One-Way Analysis of Variance and Posthoc Testing

STA4173 Lecture 5, Summer 2023

Introduction: Analysis of Variance

  • We have previously discussed testing the difference between two groups.

    • What about when there are three or more groups?
  • We will use a method called alysis f riance (ANOVA).

    • This method partitions the variance of the outcome into variance due to the groups and variance due to “other” factors.
  • Fun fact: the two-sample t-test is a special case of ANOVA.

    • If you perform ANOVA when comparing two means, you will obtain the same results as the two-sample t-test.

Hypotheses

  • Hypotheses all take the same form:

    • H_0: \ \mu_1 = \mu_2 = ... = \mu_k
    • H_1: at least one is different
  • Note 1: you must fill in the “k” when writing hypotheses!

    • e.g., if there are four means, your hypotheses are

      • H_0: \ \mu_1 = \mu_2 = \mu_3 = \mu_4
      • H_1: at least one is different
  • Note 2: ANOVA does not tell us which means are different, just if a general difference exists!

ANOVA Table

  • The computations for ANOVA are more involved than what we’ve seen before.

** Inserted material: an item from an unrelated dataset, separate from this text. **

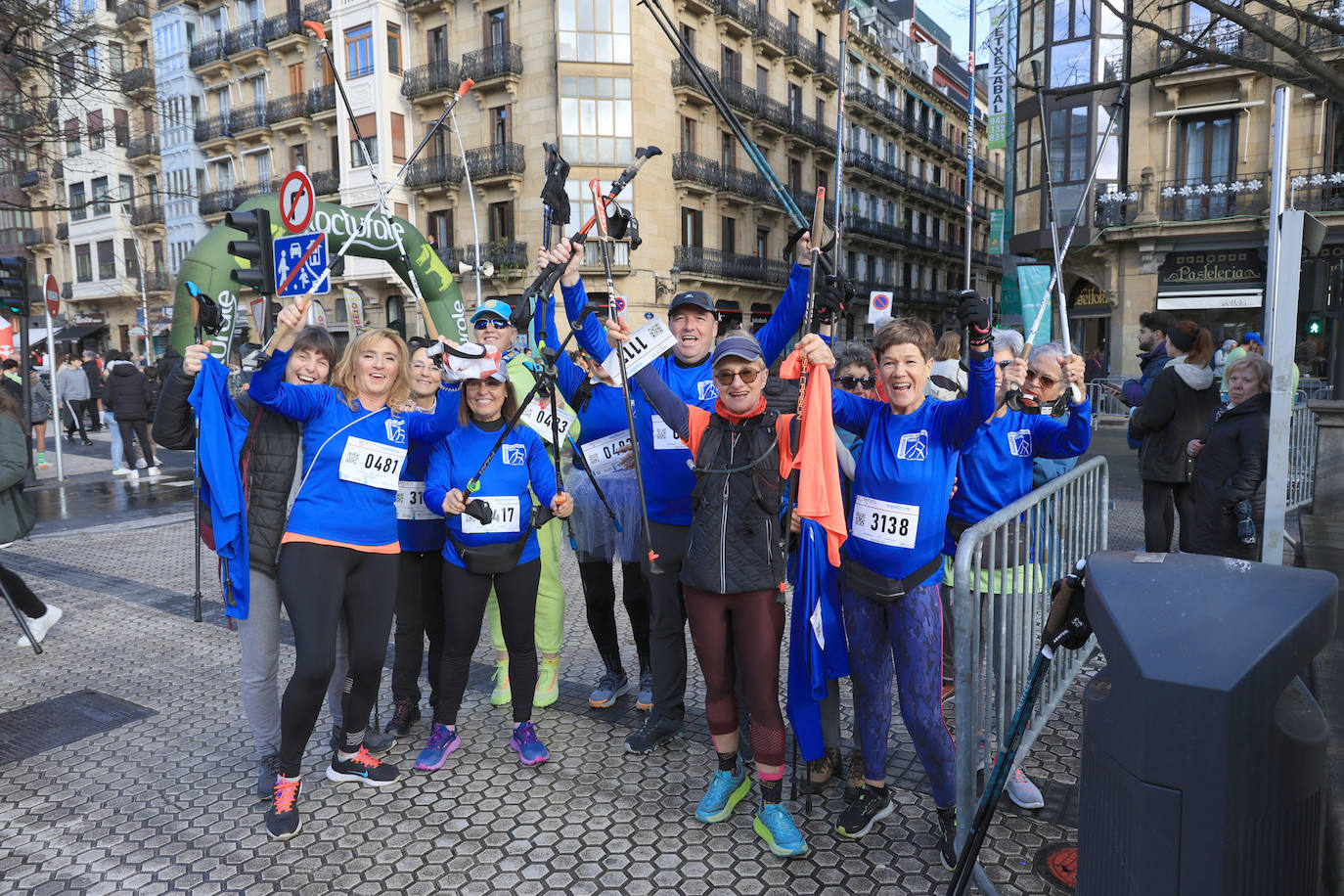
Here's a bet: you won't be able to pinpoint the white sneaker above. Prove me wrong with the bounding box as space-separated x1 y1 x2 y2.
1008 769 1046 809
16 604 65 648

  • An ANOVA table will be constructed in order to perform the hypothesis test.

Source Sum of Squares df Mean Squares F
Treatment SSTrt dfTrt MSTrt F0
Error SSE dfE MSE
Total SSTot dfTot
  • Once this is put together, we can perform the hypothesis test.

    • Our test statistic is the F0.

The F Distribution

  • The F distribution is derived as the ratio of two variances.

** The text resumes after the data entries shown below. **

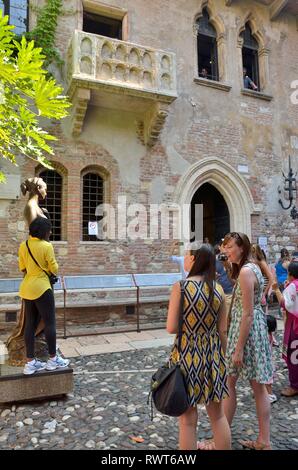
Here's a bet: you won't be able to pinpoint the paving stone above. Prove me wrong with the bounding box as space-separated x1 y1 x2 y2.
0 331 298 450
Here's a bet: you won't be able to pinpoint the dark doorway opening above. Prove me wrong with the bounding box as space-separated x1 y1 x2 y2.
83 11 122 39
191 183 230 245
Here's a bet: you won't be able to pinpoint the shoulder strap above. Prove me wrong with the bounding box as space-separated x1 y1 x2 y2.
177 281 185 354
227 280 238 330
26 240 49 276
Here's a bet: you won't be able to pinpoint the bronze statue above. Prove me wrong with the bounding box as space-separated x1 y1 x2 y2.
6 177 49 366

    • The variances each have degrees of freedom: dfnumerator and dfdenominator
  • The F distribution’s shape depends on the df,

ANOVA Computations

  • Again, here’s where we are headed with our computations:
Source Sum of Squares df Mean Squares F
Treatment SSTrt dfTrt MSTrt F0
Error SSE dfE MSE
Total SSTot dfTot
  • We are partitioning the variance of our outcome into:

    • Variance due to the grouping (treatment)

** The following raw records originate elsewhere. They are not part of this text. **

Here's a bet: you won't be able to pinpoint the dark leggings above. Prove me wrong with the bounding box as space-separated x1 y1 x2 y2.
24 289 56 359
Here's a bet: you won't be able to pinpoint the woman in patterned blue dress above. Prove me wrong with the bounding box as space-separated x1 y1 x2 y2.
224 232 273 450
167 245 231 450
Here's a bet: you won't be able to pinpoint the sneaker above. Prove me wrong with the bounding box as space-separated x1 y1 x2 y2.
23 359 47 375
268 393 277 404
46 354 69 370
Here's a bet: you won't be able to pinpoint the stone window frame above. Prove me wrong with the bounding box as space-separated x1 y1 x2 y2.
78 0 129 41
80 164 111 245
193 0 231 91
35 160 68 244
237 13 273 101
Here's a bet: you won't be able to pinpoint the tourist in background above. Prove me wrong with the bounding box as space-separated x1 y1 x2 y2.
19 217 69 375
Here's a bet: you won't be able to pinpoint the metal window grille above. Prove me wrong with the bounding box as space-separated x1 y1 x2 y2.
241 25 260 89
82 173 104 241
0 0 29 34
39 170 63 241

    • Variance due to “other” factors (error)

      • Think of this like a “catch all” for other sources of error – things we did not adjust for in our model.

ANOVA Computations

  • Before we begin our computations, it would be helpful if we know \bar{x}, \ \ n_i, \ \ \bar{x}_i, \ \ s_i^2 where

    • \bar{x} is the overall mean,
    • n_i is the sample size for group i,
    • \bar{x}_i is the mean for group i, and
    • s_i^2 is the variance for group i

ANOVA Computations

  • We begin our computations with the sums of squares: \begin{align*} \text{SS}_{\text{Trt}} &= \sum_{i=1}^k n_i(\bar{x}_i-\bar{x})^2 \\ \text{SS}_{\text{E}} &= \sum_{i=1}^k (n_i-1)s_i^2 \\ \text{SS}_{\text{Tot}} &= \text{SS}_{\text{Trt}} + \text{SS}_{\text{E}} \end{align*} where

    • k is the number of groups
  • and each sum of squares has degrees of freedom:

    • \text{df}_{\text{Trt}} = k-1 (number of groups – 1)
    • \text{df}_{\text{E}} = n-k (overall sample size – number of groups)
    • \text{df}_{\text{Tot}} = n-1 (overall sample size – 1) = \text{df}_{\text{Trt}} + \text{df}_{\text{E}}

ANOVA Computations

  • Once we have the sum of squares and corresponding degrees of freedom, we have the mean squares.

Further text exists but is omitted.